Nestled at a bar along a bend in the Mekong, I sip Beer Lao while watching boats poling along the murky Mekong.
This is the capital?Soft breezes bring the sounds and smells of the riverbank to the table. The rustling river grass and the caws of river birds are just loud enough to drown the
occasional putter of passing motorbikes. Robin, a Swedish tattoo artist, and I break the solitude by comparing Vientiane to Stockholm and Washington DC.
Vientiane, pronounced
Wieng Chan, translates to the Sandalwood City. There are plenty of white faces around, mostly
NGO and Embassy workers and travelers...like me. I had been warned by several people in Vang
Viene that Vientiane was very boring and not to waste any time there. If they thought Vang Viene was a traveler's paradise, I could waste no time in getting to Vientiane.

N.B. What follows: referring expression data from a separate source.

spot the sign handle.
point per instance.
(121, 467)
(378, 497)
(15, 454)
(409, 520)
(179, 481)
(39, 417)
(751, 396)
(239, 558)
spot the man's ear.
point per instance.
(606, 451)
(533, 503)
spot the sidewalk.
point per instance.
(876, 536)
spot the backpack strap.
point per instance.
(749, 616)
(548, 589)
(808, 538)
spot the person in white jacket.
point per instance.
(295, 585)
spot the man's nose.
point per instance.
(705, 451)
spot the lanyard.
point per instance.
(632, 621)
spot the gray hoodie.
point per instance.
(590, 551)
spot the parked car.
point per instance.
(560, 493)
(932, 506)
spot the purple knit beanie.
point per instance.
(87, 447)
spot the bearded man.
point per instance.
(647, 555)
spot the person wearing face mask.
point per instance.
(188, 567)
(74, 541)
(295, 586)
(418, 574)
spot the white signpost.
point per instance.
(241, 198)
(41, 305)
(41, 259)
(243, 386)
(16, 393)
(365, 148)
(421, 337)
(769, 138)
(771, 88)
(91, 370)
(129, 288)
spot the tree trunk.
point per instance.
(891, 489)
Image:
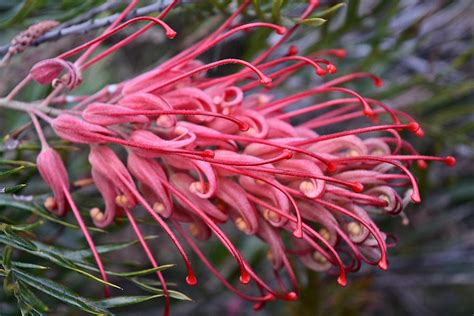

They were not kidding. There is really not much to do other than visit temples and markets. The markets are full of cheap Chinese goods I have become accustomed to see any any market from Turkmenistan to Japan, from Siberia to Jakarta. But, I must say, it is always a treat to find a Chinese person that runs the stall, especially when your travel buddy doesn't know you speak Mandarin. I don't know who is more
surprised, the shop owner or the friend.
My big plan for Vientiane was to visit the National Museum. I always enjoy going to National museums in small countries as it shows what they want foreigners to know about their history, culture and beliefs. The museum was easy enough to find but I was greeted by closed cast iron gates with a laminate sign reading:
Apologized museum closed, Improving the exhibition room 6/8/2008 - 15/9/2008*
*The 9 (day-month-year, for my American readers) was penned into a 10. Laos philosophy: Why fix it in a month when you can take two?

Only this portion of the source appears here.